# move



## Patch66 (Nov 25, 2012)

looking at move to Manila, after tax approx PHP 170K left monthly, I figure 50-60K for relatively nice apartment, rest on private/intl school, driver and every day expenses. Im thinking despite significant drop from what I am used to, its all relative to location and this does looks like a good deal on paper, though big change in lifestyle given cautionary words about expat life in Manila.....

any link to regular monthly expenses for family of 3 appreciated.... thanks


----------



## Nickleback99 (Aug 6, 2011)

There was a good post/thread started back in about May by CebuCitizen on here that addresses the different levels of living and cost associated to each, when in turn is affected by Where you live.

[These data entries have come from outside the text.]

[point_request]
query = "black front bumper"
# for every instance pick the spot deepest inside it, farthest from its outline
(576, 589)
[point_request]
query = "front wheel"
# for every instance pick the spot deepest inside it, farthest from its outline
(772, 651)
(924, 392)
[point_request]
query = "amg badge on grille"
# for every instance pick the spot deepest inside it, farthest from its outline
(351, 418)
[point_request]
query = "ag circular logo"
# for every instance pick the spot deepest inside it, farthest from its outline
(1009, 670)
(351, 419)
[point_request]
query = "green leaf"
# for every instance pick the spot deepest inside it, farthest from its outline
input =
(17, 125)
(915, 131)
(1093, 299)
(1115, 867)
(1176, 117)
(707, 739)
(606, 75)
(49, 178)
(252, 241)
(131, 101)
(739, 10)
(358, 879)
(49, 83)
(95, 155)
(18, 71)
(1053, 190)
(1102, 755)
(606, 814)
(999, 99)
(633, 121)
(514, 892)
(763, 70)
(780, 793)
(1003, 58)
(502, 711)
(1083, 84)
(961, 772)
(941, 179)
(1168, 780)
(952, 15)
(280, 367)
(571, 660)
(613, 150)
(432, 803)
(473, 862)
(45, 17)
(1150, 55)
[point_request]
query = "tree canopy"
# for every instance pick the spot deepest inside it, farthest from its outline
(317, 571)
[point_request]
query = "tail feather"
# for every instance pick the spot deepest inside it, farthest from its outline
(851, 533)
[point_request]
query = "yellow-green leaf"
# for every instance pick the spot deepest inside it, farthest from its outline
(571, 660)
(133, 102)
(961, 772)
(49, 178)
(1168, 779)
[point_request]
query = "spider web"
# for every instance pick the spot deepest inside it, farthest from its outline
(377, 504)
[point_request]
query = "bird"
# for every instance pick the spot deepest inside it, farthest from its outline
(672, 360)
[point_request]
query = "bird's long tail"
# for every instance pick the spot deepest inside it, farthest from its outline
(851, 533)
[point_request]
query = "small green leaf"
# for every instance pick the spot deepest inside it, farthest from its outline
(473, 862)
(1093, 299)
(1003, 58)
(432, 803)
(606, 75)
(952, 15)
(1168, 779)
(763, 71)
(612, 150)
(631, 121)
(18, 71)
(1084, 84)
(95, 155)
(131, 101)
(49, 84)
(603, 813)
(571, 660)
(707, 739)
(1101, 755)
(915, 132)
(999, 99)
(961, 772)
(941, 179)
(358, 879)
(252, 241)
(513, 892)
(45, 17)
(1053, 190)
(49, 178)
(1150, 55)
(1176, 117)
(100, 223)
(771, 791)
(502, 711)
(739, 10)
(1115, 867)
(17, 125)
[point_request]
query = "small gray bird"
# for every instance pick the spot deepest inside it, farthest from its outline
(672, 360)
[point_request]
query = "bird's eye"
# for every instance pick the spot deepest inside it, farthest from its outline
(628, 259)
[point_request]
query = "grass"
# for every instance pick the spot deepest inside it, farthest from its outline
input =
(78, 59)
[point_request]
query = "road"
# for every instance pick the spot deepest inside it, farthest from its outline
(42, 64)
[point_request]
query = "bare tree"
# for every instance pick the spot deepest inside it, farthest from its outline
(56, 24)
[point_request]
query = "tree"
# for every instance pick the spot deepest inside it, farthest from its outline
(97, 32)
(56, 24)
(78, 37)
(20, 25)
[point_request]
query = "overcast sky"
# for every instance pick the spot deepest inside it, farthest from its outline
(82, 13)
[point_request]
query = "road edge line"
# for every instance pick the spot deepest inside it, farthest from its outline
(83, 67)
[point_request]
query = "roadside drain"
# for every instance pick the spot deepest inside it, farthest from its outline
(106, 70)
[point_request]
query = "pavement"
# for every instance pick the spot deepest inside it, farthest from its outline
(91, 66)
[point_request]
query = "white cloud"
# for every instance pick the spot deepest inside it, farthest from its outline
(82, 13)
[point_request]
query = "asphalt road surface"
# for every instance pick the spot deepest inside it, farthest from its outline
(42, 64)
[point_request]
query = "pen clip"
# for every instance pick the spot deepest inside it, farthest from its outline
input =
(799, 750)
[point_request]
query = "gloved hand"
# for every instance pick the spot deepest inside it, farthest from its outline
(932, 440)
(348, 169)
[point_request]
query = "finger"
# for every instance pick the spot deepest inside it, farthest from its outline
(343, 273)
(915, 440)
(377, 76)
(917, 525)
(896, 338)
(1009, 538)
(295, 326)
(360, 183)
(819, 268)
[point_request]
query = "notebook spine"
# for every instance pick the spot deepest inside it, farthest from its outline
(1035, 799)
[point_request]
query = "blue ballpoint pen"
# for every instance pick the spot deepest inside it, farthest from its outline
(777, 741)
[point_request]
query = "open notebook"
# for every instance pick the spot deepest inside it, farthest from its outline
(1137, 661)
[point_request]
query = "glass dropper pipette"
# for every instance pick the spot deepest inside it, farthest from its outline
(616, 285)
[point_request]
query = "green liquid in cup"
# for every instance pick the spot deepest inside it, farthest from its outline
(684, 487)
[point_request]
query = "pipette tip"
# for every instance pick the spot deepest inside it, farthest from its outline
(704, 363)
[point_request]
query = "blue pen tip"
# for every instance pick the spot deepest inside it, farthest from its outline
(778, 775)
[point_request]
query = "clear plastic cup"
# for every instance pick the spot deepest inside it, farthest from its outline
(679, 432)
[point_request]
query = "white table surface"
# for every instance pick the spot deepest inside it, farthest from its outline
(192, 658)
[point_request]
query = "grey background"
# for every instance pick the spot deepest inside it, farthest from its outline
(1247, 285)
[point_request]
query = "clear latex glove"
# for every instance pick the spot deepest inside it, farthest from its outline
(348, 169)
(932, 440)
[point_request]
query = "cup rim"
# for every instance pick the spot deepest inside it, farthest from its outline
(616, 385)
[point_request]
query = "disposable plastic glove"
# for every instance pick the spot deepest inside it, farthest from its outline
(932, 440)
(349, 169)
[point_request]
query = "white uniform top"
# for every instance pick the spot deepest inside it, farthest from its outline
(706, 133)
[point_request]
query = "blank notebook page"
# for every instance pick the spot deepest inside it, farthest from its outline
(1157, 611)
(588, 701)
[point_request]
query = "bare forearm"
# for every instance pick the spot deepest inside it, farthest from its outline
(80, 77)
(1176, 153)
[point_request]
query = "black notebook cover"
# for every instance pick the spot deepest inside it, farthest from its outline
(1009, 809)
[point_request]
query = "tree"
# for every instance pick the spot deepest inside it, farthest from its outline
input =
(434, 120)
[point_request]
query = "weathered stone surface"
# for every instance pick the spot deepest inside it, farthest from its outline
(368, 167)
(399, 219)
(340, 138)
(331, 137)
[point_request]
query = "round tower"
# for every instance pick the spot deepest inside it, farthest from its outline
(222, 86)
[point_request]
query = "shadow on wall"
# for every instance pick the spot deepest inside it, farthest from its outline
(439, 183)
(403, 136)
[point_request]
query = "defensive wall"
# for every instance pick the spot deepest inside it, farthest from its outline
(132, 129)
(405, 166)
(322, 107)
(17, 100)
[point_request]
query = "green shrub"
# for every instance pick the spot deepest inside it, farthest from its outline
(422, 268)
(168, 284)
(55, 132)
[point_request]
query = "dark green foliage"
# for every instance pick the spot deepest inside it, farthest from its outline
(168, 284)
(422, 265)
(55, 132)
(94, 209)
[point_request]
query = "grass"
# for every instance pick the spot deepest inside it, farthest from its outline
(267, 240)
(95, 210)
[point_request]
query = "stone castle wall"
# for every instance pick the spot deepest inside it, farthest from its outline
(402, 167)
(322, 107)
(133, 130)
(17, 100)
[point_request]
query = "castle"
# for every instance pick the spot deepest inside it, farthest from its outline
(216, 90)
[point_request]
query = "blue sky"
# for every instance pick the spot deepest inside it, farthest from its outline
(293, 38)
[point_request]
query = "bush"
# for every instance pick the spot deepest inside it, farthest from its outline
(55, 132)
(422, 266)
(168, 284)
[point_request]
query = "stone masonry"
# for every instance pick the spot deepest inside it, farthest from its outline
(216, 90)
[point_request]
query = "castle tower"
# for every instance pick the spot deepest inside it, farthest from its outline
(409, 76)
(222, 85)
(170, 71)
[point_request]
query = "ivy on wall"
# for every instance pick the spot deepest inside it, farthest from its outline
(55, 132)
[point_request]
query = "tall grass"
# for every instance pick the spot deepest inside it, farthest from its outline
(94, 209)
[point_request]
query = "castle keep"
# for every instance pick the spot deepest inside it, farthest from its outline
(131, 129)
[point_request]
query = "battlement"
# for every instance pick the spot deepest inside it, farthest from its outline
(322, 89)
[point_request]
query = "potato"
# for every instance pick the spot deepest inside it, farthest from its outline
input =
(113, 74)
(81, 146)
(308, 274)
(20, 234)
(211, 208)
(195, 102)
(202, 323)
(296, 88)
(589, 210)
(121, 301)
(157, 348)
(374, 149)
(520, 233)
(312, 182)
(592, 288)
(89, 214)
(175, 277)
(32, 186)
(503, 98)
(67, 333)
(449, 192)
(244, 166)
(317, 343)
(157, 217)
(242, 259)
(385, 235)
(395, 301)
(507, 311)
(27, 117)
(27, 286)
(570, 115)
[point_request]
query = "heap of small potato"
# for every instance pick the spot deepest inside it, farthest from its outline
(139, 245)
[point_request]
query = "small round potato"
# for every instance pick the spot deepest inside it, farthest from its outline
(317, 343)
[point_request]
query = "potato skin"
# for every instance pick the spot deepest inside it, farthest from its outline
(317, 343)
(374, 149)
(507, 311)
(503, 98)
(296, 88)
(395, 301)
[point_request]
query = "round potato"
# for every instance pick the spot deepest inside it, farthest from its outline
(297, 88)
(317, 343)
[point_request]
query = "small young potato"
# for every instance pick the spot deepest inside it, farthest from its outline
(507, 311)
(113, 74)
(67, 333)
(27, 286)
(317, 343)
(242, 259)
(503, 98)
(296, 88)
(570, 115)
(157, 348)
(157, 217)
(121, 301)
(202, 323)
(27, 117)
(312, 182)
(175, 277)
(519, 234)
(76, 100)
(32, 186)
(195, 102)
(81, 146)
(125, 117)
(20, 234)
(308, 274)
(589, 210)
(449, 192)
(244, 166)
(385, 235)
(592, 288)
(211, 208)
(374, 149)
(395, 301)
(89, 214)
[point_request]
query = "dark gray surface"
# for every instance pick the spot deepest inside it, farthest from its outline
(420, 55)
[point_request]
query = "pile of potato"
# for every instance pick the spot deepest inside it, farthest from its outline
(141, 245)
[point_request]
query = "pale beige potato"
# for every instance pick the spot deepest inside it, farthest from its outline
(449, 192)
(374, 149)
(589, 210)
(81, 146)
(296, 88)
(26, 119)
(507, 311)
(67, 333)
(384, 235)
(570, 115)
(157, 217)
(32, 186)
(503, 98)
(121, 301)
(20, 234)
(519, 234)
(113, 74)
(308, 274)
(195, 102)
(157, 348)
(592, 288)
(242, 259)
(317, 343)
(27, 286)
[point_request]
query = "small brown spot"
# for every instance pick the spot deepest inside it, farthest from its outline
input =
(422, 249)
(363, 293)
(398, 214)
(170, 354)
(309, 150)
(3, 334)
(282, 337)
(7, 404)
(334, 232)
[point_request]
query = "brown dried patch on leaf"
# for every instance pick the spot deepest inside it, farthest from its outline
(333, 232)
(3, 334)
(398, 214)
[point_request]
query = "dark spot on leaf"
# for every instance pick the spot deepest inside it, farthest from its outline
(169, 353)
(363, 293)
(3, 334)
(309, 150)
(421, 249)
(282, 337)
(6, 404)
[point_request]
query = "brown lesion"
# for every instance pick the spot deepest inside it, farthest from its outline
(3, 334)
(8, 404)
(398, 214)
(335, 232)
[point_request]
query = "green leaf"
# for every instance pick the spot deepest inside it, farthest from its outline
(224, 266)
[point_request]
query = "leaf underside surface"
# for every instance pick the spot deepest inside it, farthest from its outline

Since you are looking at Manila, that is well addressed in the thread as I recall.


----------



## Nickleback99 (Aug 6, 2011)

http://www.expatforum.com/expats/philippines-expat-forum/442226-cost-living.html


started 24MAY


----------



## HondaGuy (Aug 6, 2012)

I worked in Manila for almost 4 years. I would say the most important consideration is where are you going to be working?If you're working in Makati, there are lots of nice places there but a lot of expats working in Makati are living in Fort Bonifacio. Its a few minutes further on the drive but more open and a bit cleaner air.

If you will be working in Ortigas, you will probably want to live in Ortigas or not far from it. Eastwood City is very nice and now that there is a grocery store there, you would really only have to leave for work.


----------